— Oui, P'a.
— Tu as une idée de l'endroit où il pourrait être ? l'interrogea Artie.
— Non, je voudrais bien pouvoir vous aider.
— Hillel, je sais que Woody et toi êtes très liés. Si tu sais quelque chose, tu dois me le dire, c'est très important.
— Il y a bien quelque chose… Il a parlé d'aller en Utah, retrouver son père. Il voulait prendre le bus jusqu'à Salt Lake City.
Cette nuit, ils se parlèrent au moyen de leur talkie-walkie. Hillel chuchotait, caché sous ses couvertures, pour être certain que ses parents ne puissent pas l'entendre :
— Woody ? Tout va bien ? À toi.
— Tout va bien, Hill.
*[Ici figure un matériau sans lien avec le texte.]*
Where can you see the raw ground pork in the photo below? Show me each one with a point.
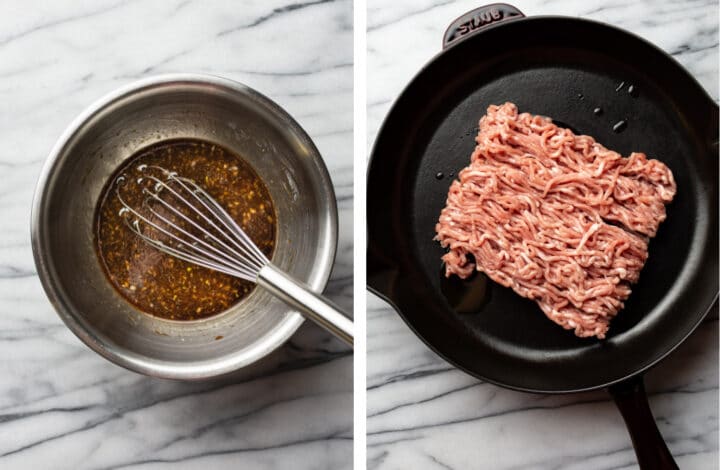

À toi.
— Crawford est venu ce soir à la maison. À toi.
— Il voulait quoi ? À toi.
— Il te cherchait. À toi.
— Tu lui as dit quoi ? À toi.
— Que tu étais en Utah. À toi.
— Bien joué. Merci. À toi.
— De rien, mon pote.
Durant les trois jours qui suivirent, Woody resta caché dans le pavillon. Le matin du quatrième jour, il en sortit à l'aube et se cacha dans la rue pour attendre Hillel et l'accompagner à l'école.
— T'es fou, lui dit Hillel. Si quelqu'un te voit, t'es cuit !
— J'étouffe dans le pavillon. J'ai besoin de me dégourdir les jambes. Et si Porc ne me voit plus à l'école, j'ai peur qu'il s'en prenne à toi.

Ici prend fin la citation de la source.